The viewer is not to be blamed for the monstrosities committed against him. You can’t just say it’s the fault of the person who has nothing else to do than watch TV for believing what TV station is throwing at them. It’s the fault of TV stations and platforms that allow such content to be broadcast from their airways without vetting it.

No, I’m not talking about censorship. I’m talking about monitoring of quality. Maalouf & Maktabi should not be allowed to present absolutely ridiculous information as facts to viewers and be able to call upon equally unqualified “testimonies” in order to prove a moot point that is not valid in any way. They should not be allowed to tell viewers how “many more unspeakable things happen behind closed doors.” What closed doors are they taking about? What things are they referring to?

The sad thing is it’s not only Maalouf and Maktabi. Ignorant Lebanese journalism goes to political talk shows which rehash the same arguments at people over and over again, most of them unfounded, in the hope that one sticks. Ignorance is also in news reports, such as the HIV in Pepsi incidence recently, which people also believe because, I mean, how could the news be wrong? How could anything that makes it to TV, for that matter, be wrong?

I am not a journalist and I don’t intend to be one. But, as a viewer and possible audience of such TV shows, I know what I’m getting is ridiculous. I know that my TV stations should offer us something more mentally stimulating than the mental vomit they keep hurling at us with a lot of people taking it in.
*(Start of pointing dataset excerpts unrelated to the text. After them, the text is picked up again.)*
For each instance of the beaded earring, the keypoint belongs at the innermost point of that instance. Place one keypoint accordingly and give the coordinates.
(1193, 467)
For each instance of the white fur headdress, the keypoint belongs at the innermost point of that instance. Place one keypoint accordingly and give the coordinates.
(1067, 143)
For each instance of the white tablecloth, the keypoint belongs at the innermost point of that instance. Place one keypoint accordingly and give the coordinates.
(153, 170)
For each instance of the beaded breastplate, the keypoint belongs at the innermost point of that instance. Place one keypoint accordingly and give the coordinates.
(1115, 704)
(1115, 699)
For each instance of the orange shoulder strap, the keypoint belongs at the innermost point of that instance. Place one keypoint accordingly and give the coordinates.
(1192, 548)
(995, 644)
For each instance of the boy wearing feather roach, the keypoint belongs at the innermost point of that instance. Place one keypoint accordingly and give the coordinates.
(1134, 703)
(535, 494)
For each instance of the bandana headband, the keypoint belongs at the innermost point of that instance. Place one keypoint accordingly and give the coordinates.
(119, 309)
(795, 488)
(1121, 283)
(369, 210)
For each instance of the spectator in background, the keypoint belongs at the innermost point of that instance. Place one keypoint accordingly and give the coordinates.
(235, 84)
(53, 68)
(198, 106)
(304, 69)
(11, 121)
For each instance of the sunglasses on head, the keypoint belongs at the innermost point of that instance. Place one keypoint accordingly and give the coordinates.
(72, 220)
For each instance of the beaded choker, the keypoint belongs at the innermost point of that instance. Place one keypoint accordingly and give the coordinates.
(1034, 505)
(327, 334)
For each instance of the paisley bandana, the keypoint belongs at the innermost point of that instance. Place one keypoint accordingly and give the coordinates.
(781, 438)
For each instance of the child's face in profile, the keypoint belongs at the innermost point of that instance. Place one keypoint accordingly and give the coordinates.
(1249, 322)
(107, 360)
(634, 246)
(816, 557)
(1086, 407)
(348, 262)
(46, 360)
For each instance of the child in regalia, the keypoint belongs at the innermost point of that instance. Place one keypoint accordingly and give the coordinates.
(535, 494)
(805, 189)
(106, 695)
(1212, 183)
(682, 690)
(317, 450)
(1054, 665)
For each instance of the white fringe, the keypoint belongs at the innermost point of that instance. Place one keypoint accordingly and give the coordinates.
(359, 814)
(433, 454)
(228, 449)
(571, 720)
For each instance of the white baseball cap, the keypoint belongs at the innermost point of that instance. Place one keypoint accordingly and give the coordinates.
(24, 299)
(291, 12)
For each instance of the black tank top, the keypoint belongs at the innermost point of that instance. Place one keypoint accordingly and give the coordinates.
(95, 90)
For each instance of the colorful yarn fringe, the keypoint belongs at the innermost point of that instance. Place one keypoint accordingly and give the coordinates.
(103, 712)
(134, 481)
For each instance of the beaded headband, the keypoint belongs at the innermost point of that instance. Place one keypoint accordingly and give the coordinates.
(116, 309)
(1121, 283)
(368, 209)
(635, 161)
I know that what’s happening on our airwaves daily is not right. And I know that Malek Maktabi, Joe Maalouf and countless other self-proclaimed journalists are a bunch of ignorants whose words should never be taken to more than what they are: utter crap. Maalouf and Maktabi are a disgrace that graces our TV screens in a weekly manner to bestow upon us their eternally craptastic wisdom.

The problem is the collective of the Lebanese society thinks their crap is gold. They think Maalouf and Maktabi and others like them are absolutely right, every single time, and the cycle of willful ignorance of the Lebanese community continues because ignorance is truly bliss and dismissing entire demographics, entire discographies, entire mentalities because of the psychological complexes of a TV anchor is much easier than going on a limb to see that the presumed golden TV we get is crap at its best.